Ok, i recently un installed MSN messenger. Now when I try to re install the latest version (not the beta) it says i already have the latest version installed. Though, I removed the program completely, there isn't a trace of it on my laptop. This is the error I get.

OnCatalogueResult: 0x80280007

Help please! I operate on Vista.


----------



## flavallee (May 12, 2002)

Go here and click the green icon to download and save the installer file: wlsetup-custom.exe

Close all open windows first, then double-click the saved installer file to run it.

Once it finishes scanning your computer, it'll bring up a long list of Windows Live-related programs.

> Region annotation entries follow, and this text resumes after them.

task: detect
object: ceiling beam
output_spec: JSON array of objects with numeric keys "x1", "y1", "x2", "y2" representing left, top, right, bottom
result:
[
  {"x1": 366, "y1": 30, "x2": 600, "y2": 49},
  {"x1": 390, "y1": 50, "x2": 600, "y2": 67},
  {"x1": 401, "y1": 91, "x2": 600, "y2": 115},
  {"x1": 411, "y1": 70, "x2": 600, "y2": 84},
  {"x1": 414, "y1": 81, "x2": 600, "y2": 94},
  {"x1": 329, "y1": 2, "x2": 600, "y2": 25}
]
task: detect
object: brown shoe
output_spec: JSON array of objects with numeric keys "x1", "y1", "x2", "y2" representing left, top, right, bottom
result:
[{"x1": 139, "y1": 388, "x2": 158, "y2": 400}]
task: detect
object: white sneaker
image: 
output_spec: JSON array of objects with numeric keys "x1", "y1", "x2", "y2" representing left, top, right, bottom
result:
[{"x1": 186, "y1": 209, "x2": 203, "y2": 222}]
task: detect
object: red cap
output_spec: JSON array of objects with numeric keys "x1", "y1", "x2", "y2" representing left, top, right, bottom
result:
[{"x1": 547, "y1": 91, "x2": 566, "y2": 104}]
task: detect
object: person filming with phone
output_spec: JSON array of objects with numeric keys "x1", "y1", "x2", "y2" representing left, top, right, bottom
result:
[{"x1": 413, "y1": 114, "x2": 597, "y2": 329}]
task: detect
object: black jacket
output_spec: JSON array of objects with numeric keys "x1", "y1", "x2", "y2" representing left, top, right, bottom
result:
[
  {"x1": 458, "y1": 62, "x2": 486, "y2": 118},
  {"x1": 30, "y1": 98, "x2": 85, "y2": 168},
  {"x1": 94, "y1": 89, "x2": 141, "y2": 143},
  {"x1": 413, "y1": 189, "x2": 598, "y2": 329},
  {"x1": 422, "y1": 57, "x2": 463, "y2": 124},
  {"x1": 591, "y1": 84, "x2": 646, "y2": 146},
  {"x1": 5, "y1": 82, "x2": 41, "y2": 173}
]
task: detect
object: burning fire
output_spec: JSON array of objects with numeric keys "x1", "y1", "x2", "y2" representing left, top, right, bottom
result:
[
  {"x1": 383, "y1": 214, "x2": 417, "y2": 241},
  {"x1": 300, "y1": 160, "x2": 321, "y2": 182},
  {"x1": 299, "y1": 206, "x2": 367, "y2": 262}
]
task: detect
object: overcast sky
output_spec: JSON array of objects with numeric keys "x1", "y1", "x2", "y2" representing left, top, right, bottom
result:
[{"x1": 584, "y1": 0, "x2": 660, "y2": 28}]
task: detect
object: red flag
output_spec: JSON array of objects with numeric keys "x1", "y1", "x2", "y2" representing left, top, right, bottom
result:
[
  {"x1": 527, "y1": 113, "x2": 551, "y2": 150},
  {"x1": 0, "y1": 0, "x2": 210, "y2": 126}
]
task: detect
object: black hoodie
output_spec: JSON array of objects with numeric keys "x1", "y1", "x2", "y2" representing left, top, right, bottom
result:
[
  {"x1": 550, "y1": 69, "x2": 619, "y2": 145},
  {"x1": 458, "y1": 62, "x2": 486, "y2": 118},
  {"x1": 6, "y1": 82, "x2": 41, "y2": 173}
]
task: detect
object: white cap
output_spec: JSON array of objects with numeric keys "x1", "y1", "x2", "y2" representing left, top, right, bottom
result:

Select only the one named "Windows Live Messenger" or "Messenger". 
(Unless you really want them, you don't need most or any of the other programs)

Once the install process is complete, Windows Live Messenger 2009(14.0.8117.416) will be installed.

--------------------------------------------------------------


----------



## ACardboardMop (Aug 10, 2010)

Nope, I tried that just now but I still get the same message saying that I already have the latest version.


----------



## ACardboardMop (Aug 10, 2010)

flavallee said:


> Go here and click the green icon to download and save the installer file: wlsetup-custom.exe
> 
> Close all open windows first, then double-click the saved installer file to run it.
> 
> ...


I don't know if there's still registry entry's. I already cleaned it out.


----------



## flavallee (May 12, 2002)

I have a paid uninstaller program(Your Uninstaller Pro 2010) that I use for uninstalling programs because it removes all the file and registry debris during the uninstall process, which saves a lot of time and hassle manually hunting for all the leftover debris.

----------------------------------------------------------------


----------



## ACardboardMop (Aug 10, 2010)

So, what could I do apart from using that?


----------



## flavallee (May 12, 2002)

You classify yourself as a "Beginner", so I'm assuming that you don't have the computer savvy to manually hunt for and remove all the Windows Live Messenger debris.

It's not something that I can walk you through. A "hands on" with your computer is needed.

Revo Uninstaller is free. You might give it a try.

http://www.revouninstaller.com/revo_uninstaller_free_download.html

---------------------------------------------------------------


----------



## ACardboardMop (Aug 10, 2010)

Beginner compared to some, but if you can tell me what to do, I'd appreciate it alot.


----------



## flavallee (May 12, 2002)

Re-read my last reply.

I'm getting ready to go off-line, so I'll check back with your thread tomorrow to see how you made out.

----------------------------------------------------------------


----------



## ACardboardMop (Aug 10, 2010)

Wow, Revo actually worked... Thanks for the help, man!


----------



## flavallee (May 12, 2002)

:up:


----------



## Anatolij (Aug 13, 2010)

Actually don t work...Revo.Can any one help?I got windows 7-ultimate.


----------



## Anatolij (Aug 13, 2010)

I just got the same problems with Windows Live installation.Same error code


----------



## flavallee (May 12, 2002)

Anatolij:

You need to start your own thread.

I use XP and Vista and am not familiar with 7 anyway.

----------------------------------------------------------------


----------



## Saira95 (Aug 31, 2010)

I have exactly the same problem, I've tried everything to get it to work.. :/


----------



## xxyashxx (Jul 21, 2010)

buddy ... wich file did u actually remove usin revo ?? .. pls reply soon !


----------